Vor mir streckt sich das von Peter Eisenman gestaltete „Denkmal für die ermordeten Juden Europas“ aus, eine 19.000 Quadratmeter große Landschaft aus 2.711 Betonquadern unterschiedlicher Höhe, die in Summe eine beklemmende Landschaft aller möglichen Assoziationen ergibt.

Auf dem Areal stand vor dem Zweiten Weltkrieg die Stadtvilla von Joseph Goebbels samt dazugehörigem Bunker. Zwischen 1961 und 1989 befand sich hier der sogenannte „Todesstreifen“ östlich der Berliner Mauer, den die Scharfschützen der DDR immer im Blick hatten, um die „Republikflucht“ ihrer Bürger zu verhindern, notfalls mit scharfer Munition.

©Klobouk Alexandra

Tierisches Erholungsgebiet

Jede Stadt steht auf den Scherben ihrer Geschichte, aber in Berlin sind diese Scherben besonders spitz. Vielleicht zieht es mich auch deshalb von meinem Standort im Zentrum greller, historischer Zusammenhänge über die Ebertstraße in den „Großen Tiergarten“, dessen Dimension von 210 Hektar einen lohnenden Ausflug in innerstädtische Natur verspricht. Ehemals ein fürstliches Jagdrevier, erlebte der Berliner Tiergarten kultivierte Veränderungen, die ihn zu dem Erholungsgebiet machten, der er heute ist, ein englischer Landschaftsgarten mit hohem Waldanteil und allgegenwärtigen Überraschungen – und damit meine ich nicht nur die Berlinerinnen und Berliner, die an den dafür am wenigsten geeigneten Stellen ihren Mittagsschlaf halten oder vergessen haben, etwas anzuziehen.

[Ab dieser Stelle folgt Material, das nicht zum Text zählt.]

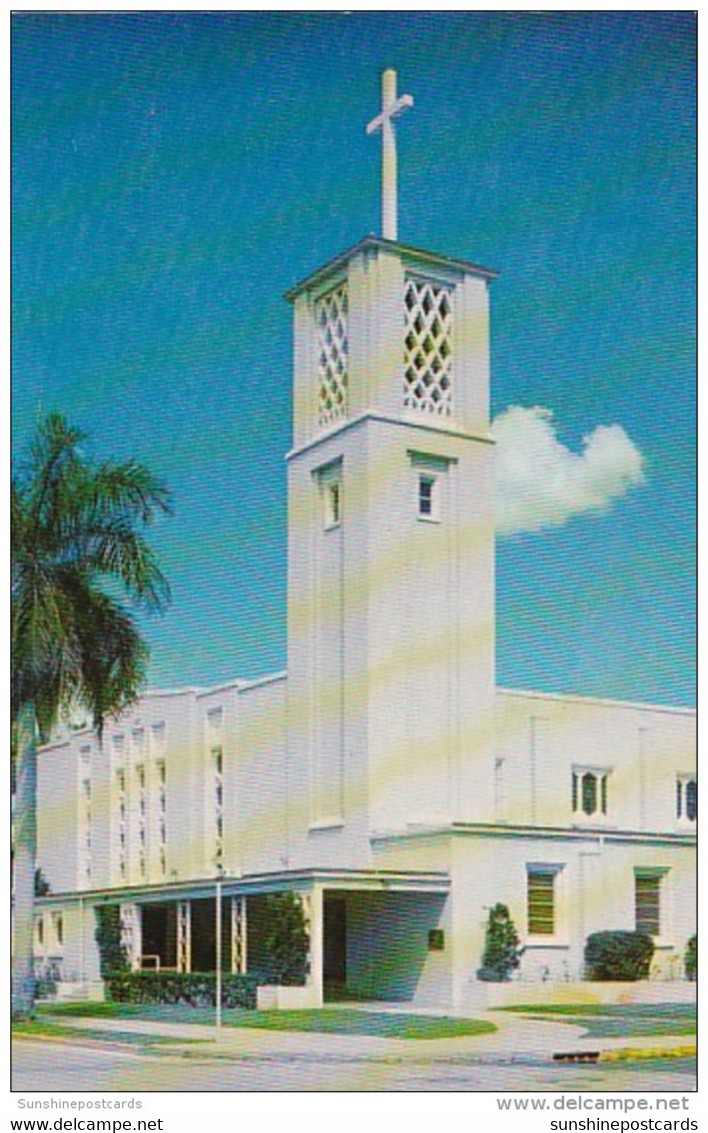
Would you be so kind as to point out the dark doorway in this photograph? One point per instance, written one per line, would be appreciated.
(334, 947)
(204, 935)
(159, 936)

Einmal stoße ich auf ein klassizistisches Denkmal für Beethoven, Mozart und Haydn, einmal lausche ich einem viertelstündigen Glockenspiel, das vom Carillon beim „Haus der Kulturen der Welt“ – Spitzname: „Schwangere Auster“ – über die „Straße des 17. Juni“ hinüberschallt, die den Tiergarten durchschneidet. Dann tauche ich wieder in die Rhododendrenlandschaften ein, die das „Tiergartengewässer“ flankieren.

Als ich mich dem „Neuen See“ nähere, fällt mein Blick durch eine breite Allee auf die Siegessäule. Die goldene Viktoria, die das 67 Meter hohe Denkmal krönt, heißt im Volksmund Goldelse, sie soll an die deutschen Einigungskriege erinnern.

Ich muss aber an den fantastischen Bruno Ganz im Wim-Wenders-Film „Der Himmel über Berlin“ denken, wenn ich das Gold in der Nachmittagssonne glänzen sehe und an die Rede, die Barack Obama 2008 hier gehalten hat, bevor er im Jahr darauf zum Präsidenten gewählt wurde.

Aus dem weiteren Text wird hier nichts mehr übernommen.